AU PARADIS
Par Hanya Yanagihara
Une femme américaine d’origine asiatique peut-elle écrire un grand roman américain ? Un grand roman américain devrait-il aller de New York à Hawaï, en sautant le Midwest ? Peut-il passer du réalisme à la dystopie ? Et – le plus important de tous, peut-être – peut-il se concentrer sur les hommes homosexuels ?
C’est tout à l’honneur d’Hanya Yanagihara que son nouveau roman soulève ces questions. À plus de 700 pages, avec une durée de 200 ans, « To Paradise » commence à New York en 1893. On nous donne un patriarche, des richesses, des enfants ; il y a un mariage arrangé, un héritage, un véritable amour, une division de classe et une torsion importante. Adroitement rythmé et judicieusement détaillé, le conte fait foi avec les conventions du roman du XIXe siècle. Mais ce n’est pas tout. Avec une audace époustouflante, Yanagihara réécrit l’Amérique, la guerre civile ayant produit, dans ce récit, non pas un pays uni mais un conglomérat de territoires, dont un appelé les États libres. Dans cette nation au sein de la nation, le mariage homosexuel est autorisé – bien que, pour nuancer le tableau, les mariages arrangés le soient également.

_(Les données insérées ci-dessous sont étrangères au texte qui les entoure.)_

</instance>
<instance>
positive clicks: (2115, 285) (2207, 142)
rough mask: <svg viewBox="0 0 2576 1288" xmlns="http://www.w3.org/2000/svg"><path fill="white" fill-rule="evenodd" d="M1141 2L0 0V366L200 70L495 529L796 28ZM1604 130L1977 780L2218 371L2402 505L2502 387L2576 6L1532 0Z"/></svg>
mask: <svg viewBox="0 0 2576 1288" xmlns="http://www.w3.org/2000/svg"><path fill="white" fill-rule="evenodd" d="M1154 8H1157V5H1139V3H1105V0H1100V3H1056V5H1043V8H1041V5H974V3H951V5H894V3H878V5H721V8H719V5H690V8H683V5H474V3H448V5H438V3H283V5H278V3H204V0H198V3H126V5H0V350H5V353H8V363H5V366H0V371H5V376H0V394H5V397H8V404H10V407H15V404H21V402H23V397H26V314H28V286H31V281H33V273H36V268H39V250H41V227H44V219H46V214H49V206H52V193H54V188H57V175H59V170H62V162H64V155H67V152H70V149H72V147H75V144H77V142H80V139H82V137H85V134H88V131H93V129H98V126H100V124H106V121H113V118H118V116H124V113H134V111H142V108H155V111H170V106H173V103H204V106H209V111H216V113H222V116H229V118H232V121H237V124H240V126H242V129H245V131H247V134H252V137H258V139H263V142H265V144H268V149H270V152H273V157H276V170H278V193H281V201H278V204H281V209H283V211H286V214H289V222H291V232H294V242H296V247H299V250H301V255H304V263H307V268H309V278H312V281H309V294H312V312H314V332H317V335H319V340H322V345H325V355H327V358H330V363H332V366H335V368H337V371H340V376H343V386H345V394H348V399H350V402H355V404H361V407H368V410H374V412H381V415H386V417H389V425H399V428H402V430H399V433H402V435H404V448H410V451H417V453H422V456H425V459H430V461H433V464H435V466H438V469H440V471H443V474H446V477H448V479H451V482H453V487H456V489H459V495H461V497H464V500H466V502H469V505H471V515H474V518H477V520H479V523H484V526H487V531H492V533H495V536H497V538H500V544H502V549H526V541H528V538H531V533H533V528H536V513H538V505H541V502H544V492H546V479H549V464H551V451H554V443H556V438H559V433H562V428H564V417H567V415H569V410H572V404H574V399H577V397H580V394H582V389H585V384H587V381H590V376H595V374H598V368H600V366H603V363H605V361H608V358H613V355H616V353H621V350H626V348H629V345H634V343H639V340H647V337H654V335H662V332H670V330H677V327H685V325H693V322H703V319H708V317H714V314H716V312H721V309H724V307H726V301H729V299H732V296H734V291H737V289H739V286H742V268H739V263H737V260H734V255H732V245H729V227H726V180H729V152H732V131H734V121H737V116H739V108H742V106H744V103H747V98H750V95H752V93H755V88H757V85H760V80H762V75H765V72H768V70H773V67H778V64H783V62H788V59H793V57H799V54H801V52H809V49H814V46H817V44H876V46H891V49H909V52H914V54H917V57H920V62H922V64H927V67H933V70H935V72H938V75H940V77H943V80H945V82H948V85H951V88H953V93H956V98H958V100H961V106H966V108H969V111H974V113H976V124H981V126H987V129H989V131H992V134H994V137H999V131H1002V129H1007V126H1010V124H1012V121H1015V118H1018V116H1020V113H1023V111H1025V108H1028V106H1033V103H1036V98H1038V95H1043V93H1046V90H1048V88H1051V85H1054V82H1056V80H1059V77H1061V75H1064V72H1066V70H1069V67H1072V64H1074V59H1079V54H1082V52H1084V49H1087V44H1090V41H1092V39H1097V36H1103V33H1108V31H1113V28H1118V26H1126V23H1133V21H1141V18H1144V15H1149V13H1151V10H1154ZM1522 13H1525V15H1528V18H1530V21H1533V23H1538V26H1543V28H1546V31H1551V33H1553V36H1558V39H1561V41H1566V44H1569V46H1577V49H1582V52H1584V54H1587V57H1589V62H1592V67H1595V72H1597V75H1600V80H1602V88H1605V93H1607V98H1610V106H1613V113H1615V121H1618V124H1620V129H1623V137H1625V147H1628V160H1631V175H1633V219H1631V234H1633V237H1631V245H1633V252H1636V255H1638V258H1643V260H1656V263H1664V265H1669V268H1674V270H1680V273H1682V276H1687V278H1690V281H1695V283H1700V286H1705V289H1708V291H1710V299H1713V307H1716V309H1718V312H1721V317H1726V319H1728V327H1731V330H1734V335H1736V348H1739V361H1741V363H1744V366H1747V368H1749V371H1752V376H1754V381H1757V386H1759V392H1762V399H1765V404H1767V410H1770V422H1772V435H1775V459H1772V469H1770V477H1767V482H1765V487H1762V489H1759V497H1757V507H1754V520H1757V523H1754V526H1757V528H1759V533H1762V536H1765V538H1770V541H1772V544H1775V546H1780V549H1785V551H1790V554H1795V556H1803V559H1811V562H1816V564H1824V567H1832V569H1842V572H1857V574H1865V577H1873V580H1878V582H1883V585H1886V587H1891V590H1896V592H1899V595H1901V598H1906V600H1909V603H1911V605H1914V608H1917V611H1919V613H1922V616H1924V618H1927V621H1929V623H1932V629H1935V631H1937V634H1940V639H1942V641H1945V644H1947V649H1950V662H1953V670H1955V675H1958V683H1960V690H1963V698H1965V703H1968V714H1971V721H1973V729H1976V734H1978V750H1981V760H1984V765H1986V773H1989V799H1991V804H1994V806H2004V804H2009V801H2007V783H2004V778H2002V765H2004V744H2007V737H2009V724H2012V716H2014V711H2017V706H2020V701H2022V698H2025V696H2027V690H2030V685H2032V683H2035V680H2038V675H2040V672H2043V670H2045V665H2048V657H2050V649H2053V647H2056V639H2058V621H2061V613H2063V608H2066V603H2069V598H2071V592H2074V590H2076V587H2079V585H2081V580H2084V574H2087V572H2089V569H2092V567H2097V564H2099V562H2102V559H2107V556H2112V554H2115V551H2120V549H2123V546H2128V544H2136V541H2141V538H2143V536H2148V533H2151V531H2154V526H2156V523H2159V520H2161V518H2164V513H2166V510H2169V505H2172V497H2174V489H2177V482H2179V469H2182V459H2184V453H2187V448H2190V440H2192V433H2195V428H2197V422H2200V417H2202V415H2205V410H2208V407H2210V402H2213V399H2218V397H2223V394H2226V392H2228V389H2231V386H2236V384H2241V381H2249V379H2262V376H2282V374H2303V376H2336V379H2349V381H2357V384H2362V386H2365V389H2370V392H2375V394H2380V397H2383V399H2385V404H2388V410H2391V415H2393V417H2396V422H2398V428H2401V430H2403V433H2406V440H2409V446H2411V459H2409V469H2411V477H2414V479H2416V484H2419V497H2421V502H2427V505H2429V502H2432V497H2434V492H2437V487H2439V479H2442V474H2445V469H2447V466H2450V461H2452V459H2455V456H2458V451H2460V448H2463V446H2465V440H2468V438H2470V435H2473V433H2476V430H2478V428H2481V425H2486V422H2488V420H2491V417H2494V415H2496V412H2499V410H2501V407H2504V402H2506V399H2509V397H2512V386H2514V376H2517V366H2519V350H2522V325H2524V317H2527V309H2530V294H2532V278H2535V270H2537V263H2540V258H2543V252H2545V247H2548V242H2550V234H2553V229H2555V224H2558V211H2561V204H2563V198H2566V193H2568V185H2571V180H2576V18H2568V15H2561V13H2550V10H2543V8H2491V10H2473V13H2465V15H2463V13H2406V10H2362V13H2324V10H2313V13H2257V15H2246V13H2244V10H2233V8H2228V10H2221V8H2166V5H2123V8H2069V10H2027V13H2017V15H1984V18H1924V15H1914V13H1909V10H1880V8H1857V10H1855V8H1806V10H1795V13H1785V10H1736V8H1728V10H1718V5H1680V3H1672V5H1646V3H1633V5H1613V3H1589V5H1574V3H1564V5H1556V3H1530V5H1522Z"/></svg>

Yanagihara continue de réécrire l’histoire dans d’autres siècles également, même si elle déplace l’action de New York à Hawaï et vice-versa, négocie trois décalages temporels majeurs et neuf mineurs et, plus frappant encore, fait sortir ses personnages de la scène pour les ramener, à d’autres époques et sous d’autres formes, à plusieurs reprises. Pour ne donner qu’un des nombreux exemples, David Bingham, l’héritier d’un manoir dans la partie I, revient un siècle plus tard en tant qu’assistant juridique, passionnément amoureux d’un certain Charles Griffith. (Nous avons déjà rencontré Charles auparavant, en tant que prétendant plus âgé et imperturbable qui a été rejeté par le David Bingham de la partie I. Maintenant, il est un partenaire encore plus âgé mais fringant et mondain dans le cabinet de David ; David, de plus, autrefois le teint clair, est maintenant métis.)
Il existe des dizaines d’autres réincarnations de ce type, et elles éblouissent et déconcertent à la fois. Si, dans un roman russe, on a du mal à savoir qui est lié à qui, ici, nous avons du mal à savoir qui est devenu qui, d’autant plus que Yanagihara réutilise magistralement les thèmes, les situations et les motifs. Il n’y a pas que les mariages arrangés et les différences de classe qui se reproduisent. Les pandémies, les manoirs, les triangles, les maladies, les abandons, les décès, les lettres et les héritages réapparaissent également de manière kaléidoscopique, tout comme les grands-pères, les amants, les invalides, les gardiens, les utopistes et plus encore.